А ещё он побежал докладываться. Кому докладываться, вот первый вопрос. И как этот кто-то ко мне относится, вопрос второй, более важный.
Сам я за всё время не сказал ни слова, и это правильно. Если не понимаешь картину целиком, то собирай анамнез. В моём случае анамнез логичнее было собирать молчанием, слушая других людей.
***
Не знаю, кому доложился тот паренёк, но до самой ночи ко мне никто не пришёл. Парень сунулся ещё раз, напоил меня тёплой водой с привкусом бочки, перекрестил и убрался спать за переборку. Расспрашивать его я не стал, сил хватало ровно на то, чтобы лежать и думать.
Этим я и занимался.
Вокруг стояла плотная темнота, ни единого электрического отсвета. Я перебирал факты, как перебирал бы анамнез у тяжёлого больного. Днём всё освещение составляла свеча в фонаре. Значит, электричества нет.
Я лежал на подвесной койке, на верёвках. Склянки с лекарствами в шкафу были убраны за деревянную решёточку, чтобы не побились в качку. Аптечный шкаф был из тёмного дерева, явно ручная работа.
Значит, я лежал в некоем подобии лазарета на корабле.
И ещё речь парня.
«Дык, сверзились, за попом».
Так в моём времени не говорили даже в самой глухой деревне.
По отдельности каждую мелочь я мог бы объяснить. Вместе они складывались в диагноз, который мне очень не хотелось ставить.
Я приподнялся, переждал дурноту и дотянулся взглядом до переборки у шкафа. Там белел приколотый лист, исписанный от руки, красивым почерком с завитушками. Опись лазаретного имущества. Писарский почерк, ять через слово. А в самом низу дата.
«Июля 2 дня 1817 года».
Тысяча восемьсот семнадцатый год…
Больше в вертикальном положении я находиться не мог, а потому лёг назад. Меня заколотило, по спине пошла испарина, сердце зачастило. Телу надо дать пережить эту новость, хотя голове надо было оставаться спокойной.

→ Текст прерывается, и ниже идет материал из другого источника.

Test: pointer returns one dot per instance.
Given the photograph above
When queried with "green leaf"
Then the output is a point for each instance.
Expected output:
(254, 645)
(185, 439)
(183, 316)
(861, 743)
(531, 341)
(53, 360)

Отставить панику, доктор. Работаем с тем, что есть.
А есть у нас вот что. Я умер и очнулся в чужом молодом теле, на корабле, за два века до собственного рождения. Звучит как бред, любой психиатр с удовольствием поставил бы мне диагноз. Только бред не пахнет дёгтем, не качает койку и не бьёт в колокол время от времени. Слишком уж подробно для бреда.
Значит, принимаем как рабочую гипотезу и живём дальше. Опасность теперь другая. Я ничего не знаю ни про место, где оказался. Ни про этого Андрея Ильича, в чьём теле я, по-видимому, нахожусь. И любой мой неверный шаг здесь заметят. А заметив, определят меня самое малое в лечебницу для душевнобольных. Про худшие варианты в этом веке я тоже наслышан.
Единственное моё преимущество, как ни странно, мой пробитый затылок. После такого удара провалы в памяти никого не должны удивить.